Le brevet, quant à lui, confère un droit exclusif sur une invention, qui est un produit ou un procédé offrant une nouvelle manière de faire quelque chose ou apportant une nouvelle solution technique à un problème. En ce qui concerne les programmes d'ordinateurs, le principe généralement accepté est que les programmes sont sous protection du droit d'auteur tandis que les appareils qui utilisent les programmes ou les inventions liées aux programmes doivent être protégées par le brevet.

Le logiciel est protégé par le droit d'auteur. La directive européenne du 14 mai 1991 consacre la protection juridique des programmes d'ordinateurs par le droit d'auteur. Cette directive européenne clôt le débat sur le type de protection à adopter pour le logiciel. Les « atermoiements doctrinaux » furent nombreux et longs, mais un certain nombre de décisions convergèrent vers une reconnaissance du logiciel comme œuvre intellectuelle relevant du droit d'auteur. Le logiciel ainsi que le matériel de conception préparatoire, c'est-à-dire l'ensemble des travaux de conception aboutissant au développement d'un programme (à la condition toutefois qu'ils soient de nature à permettre la réalisation d'un programme d'ordinateur à un stade ultérieur) revêtent donc le caractère d'œuvre de l'esprit et bénéficient à ce titre d'une protection fondée sur le droit d'auteur (ce droit d'auteur informatique est nommé aussi direct copyright d'un point de vue international), à la seule condition qu'ils soient originaux, et donc qu'ils portent la marque intellectuelle de leur auteur.

Histoire du droit d'auteur en France [modifier]

Né avec l’imprimerie, le droit d’auteur est une vieille institution. Jusqu’à la Révolution Française, c’était un privilège accordé par le Roi (protection par catégorie), les auteurs publiant dans un système de confrérie (les académies : les auteurs apportent leur œuvre dans un cadre collectif mais n’en sont pas propriétaires). Malgré tout ils ont droit à une rétribution lors de l’utilisation de leur œuvre. Avec la Révolution Française, ils perdent tout.

Sept lois révolutionnaires sont inventées entre 1791-1793 et resteront en vigueur jusqu’en 1957. Entre temps des droits ont été accordés par les tribunaux.

Loi du 11 mars 1957 : c’est la base des droits d’auteur. Innovation créée par rapport à la radio et à la télévision. Elle fixe le travail effectué par les tribunaux auparavant.
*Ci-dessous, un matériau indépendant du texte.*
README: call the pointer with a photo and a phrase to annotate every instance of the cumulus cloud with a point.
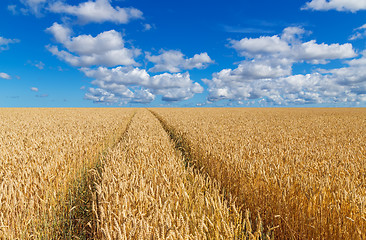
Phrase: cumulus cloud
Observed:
(290, 46)
(266, 73)
(339, 5)
(4, 43)
(106, 49)
(128, 84)
(360, 33)
(33, 6)
(5, 76)
(97, 11)
(174, 61)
Loi du 3 juillet 1985 : droits des interprètes et des investisseurs, elle protège aussi les logiciels. Mise en place de licence légale. Loi n° 92-597 du 1er juillet 1992 : code de la propriété intellectuelle.
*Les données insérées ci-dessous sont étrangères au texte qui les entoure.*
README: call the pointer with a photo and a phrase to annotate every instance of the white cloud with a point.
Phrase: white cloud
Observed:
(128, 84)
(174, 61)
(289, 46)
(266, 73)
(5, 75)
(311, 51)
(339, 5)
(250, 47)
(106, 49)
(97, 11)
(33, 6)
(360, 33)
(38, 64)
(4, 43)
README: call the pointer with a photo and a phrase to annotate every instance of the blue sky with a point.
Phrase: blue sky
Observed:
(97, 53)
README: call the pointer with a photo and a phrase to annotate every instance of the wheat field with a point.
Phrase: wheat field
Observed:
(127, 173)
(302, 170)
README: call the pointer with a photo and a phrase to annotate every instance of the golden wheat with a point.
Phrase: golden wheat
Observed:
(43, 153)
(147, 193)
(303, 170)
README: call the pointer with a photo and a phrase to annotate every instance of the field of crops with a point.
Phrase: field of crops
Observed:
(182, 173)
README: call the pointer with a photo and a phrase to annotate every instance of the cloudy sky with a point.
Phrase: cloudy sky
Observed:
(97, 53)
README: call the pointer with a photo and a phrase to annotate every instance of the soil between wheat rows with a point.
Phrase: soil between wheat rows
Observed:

Loi du 1er août 2006 : Cette loi a été créée à la suite de l’apparition d’Internet et du numérique. Elle découle d’un premier projet de loi de Novembre 2006 mais n’a plus rien à voir avec celui-ci. Elle est créée suite à une pression de l’Assemblée. C’est une loi américaine qui est à la base de tout, issue des problèmes posés par Internet entre 1992 et 1995 : Traité international du droit d’auteur : Organisation Mondiale de la Propriété Intellectuelle. Les états s’engagent dans une loi collective : la directive de 2001. En France, en 2004, la loi n’est toujours pas transposée. On y arrive en août 2006 (la France est le dernier pays à avoir transcrit la directive). En plein dans le procès du peer to peer, cette loi est politisée et devient un enjeu droite/gauche. Il y a de nombreux antagonismes dans cette loi.

L'émergence du droit d'auteur est étroitement liée à deux éléments, d'une part l'amélioration des techniques de reproduction des écrits, et d'autre part la constitution de la notion même d'auteur et de l'unité fondamentale de l'auteur et de l'œuvre.
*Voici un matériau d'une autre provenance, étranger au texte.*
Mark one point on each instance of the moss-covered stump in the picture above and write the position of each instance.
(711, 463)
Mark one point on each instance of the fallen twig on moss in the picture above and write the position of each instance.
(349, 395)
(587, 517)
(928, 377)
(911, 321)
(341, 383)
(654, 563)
* voir aussi Augustin-Charles Renouard

Le droit moral [modifier]

Le droit moral de l'auteur constitue une notion subjective, liée aux capacités de reproduction des œuvres. Peut-on en effet parler de plagiat quand la reproduction d'un livre implique d'en faire une copie complète à la main ? Cependant, l'existence de la notion de droit moral d'un auteur peut être reliée à l'attribution des œuvres à un auteur bien précis. En ce sens, le droit moral existait déjà dans l'Antiquité, avec l'attribution de L'Iliade à Homère. Toutefois, il faut noter que la notion d'un tel droit n'était pas systématique, et variait en fonction de l'opinion prévalente concernant l'œuvre en tant qu'expression personnelle d'un individu. Ainsi, l'ensemble du corpus des chants grégoriens est anonyme. On peut cependant considérer que la figure de l'auteur comme créateur, et par là même propriétaire de sa création, s'affirme à partir de la fin du Moyen Âge, pour devenir incontournable en Europe à la Renaissance[réf. nécessaire].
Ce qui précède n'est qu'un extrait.